Fig. 1. Schematic figure showing the PREP with additional gas flowing on the end face of electrode.

플라즈마 회전 전극 공정 중 분말 형성에 대한 공정 매개변수 및 냉각 가스의 영향

Effects of process parameters and cooling gas on powder formation during the plasma rotating electrode process

Yujie Cuia Yufan Zhaoa1 Haruko Numatab Kenta Yamanakaa Huakang Biana Kenta Aoyagia AkihikoChibaa
aInstitute for Materials Research, Tohoku University, Sendai 980-8577, JapanbDepartment of Materials Processing, Graduate School of Engineering, Tohoku University, Sendai 980-8577, Japan

Highlights

•The limitation of increasing the rotational speed in decreasing powder size was clarified.

•Cooling and disturbance effects varied with the gas flowing rate.

•Inclined angle of the residual electrode end face affected powder formation.

•Additional cooling gas flowing could be applied to control powder size.

Abstract

The plasma rotating electrode process (PREP) is rapidly becoming an important powder fabrication method in additive manufacturing. However, the low production rate of fine PREP powder limits the development of PREP. Herein, we investigated different factors affecting powder formation during PREP by combining experimental methods and numerical simulations. The limitation of increasing the rotation electrode speed in decreasing powder size is attributed to the increased probability of adjacent droplets recombining and the decreased tendency of granulation. The effects of additional Ar/He gas flowing on the rotational electrode on powder formation is determined through the cooling effect, the disturbance effect, and the inclined effect of the residual electrode end face simultaneously. A smaller-sized powder was obtained in the He atmosphere owing to the larger inclined angle of the residual electrode end face compared to the Ar atmosphere. Our research highlights the route for the fabrication of smaller-sized powders using PREP.

플라즈마 회전 전극 공정(PREP)은 적층 제조 에서 중요한 분말 제조 방법으로 빠르게 자리잡고 있습니다. 그러나 미세한 PREP 분말의 낮은 생산율은 PREP의 개발을 제한합니다. 여기에서 우리는 실험 방법과 수치 시뮬레이션을 결합하여 PREP 동안 분말 형성에 영향을 미치는 다양한 요인을 조사했습니다. 분말 크기 감소에서 회전 전극 속도 증가의 한계는 인접한 액적 재결합 확률 증가 및 과립화 경향 감소에 기인합니다.. 회전 전극에 흐르는 추가 Ar/He 가스가 분말 형성에 미치는 영향은 냉각 효과, 외란 효과 및 잔류 전극 단면의 경사 효과를 통해 동시에 결정됩니다. He 분위기에서는 Ar 분위기에 비해 잔류 전극 단면의 경사각이 크기 때문에 더 작은 크기의 분말이 얻어졌다. 우리의 연구는 PREP를 사용하여 더 작은 크기의 분말을 제조하는 경로를 강조합니다.

Keywords

Plasma rotating electrode process

Ti-6Al-4 V alloy, Rotating speed, Numerical simulation, Gas flowing, Powder size

Introduction

With the development of additive manufacturing, there has been a significant increase in high-quality powder production demand [1,2]. The initial powder characteristics are closely related to the uniform powder spreading [3,4], packing density [5], and layer thickness observed during additive manufacturing [6], thus determining the mechanical properties of the additive manufactured parts [7,8]. Gas atomization (GA) [9–11], centrifugal atomization (CA) [12–15], and the plasma rotating electrode process (PREP) are three important powder fabrication methods.
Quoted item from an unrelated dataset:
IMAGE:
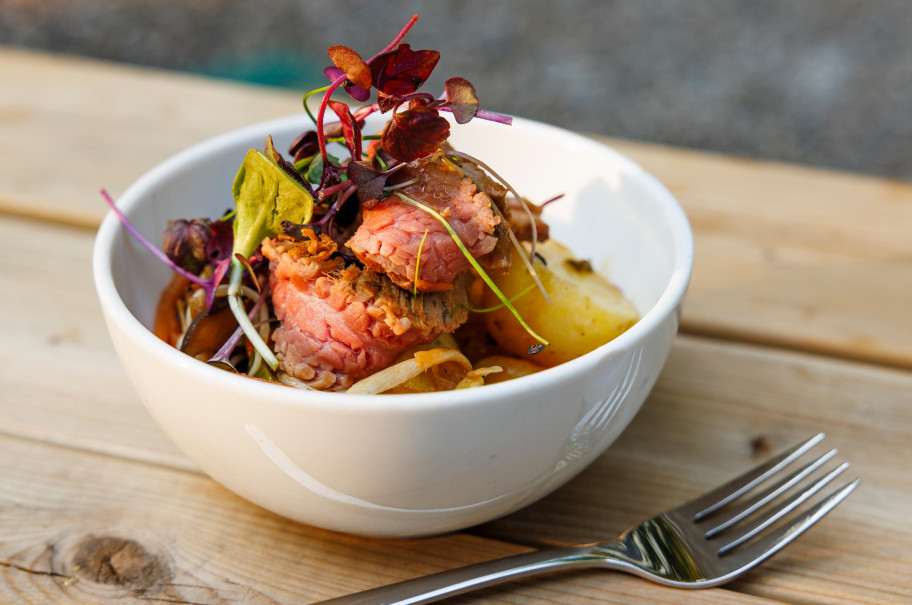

Currently, GA is the dominant powder fabrication method used in additive manufacturing [16] for the fabrication of a wide range of alloys [11]. GA produces powders by impinging a liquid metal stream to droplets through a high-speed gas flow of nitrogen, argon, or helium. With relatively low energy consumption and a high fraction of fine powders, GA has become the most popular powder manufacturing technology for AM.

The entrapped gas pores are generally formed in the powder after solidification during GA, in which the molten metal is impacted by a high-speed atomization gas jet. In addition, satellites are formed in GA powder when fine particles adhere to partially molten particles.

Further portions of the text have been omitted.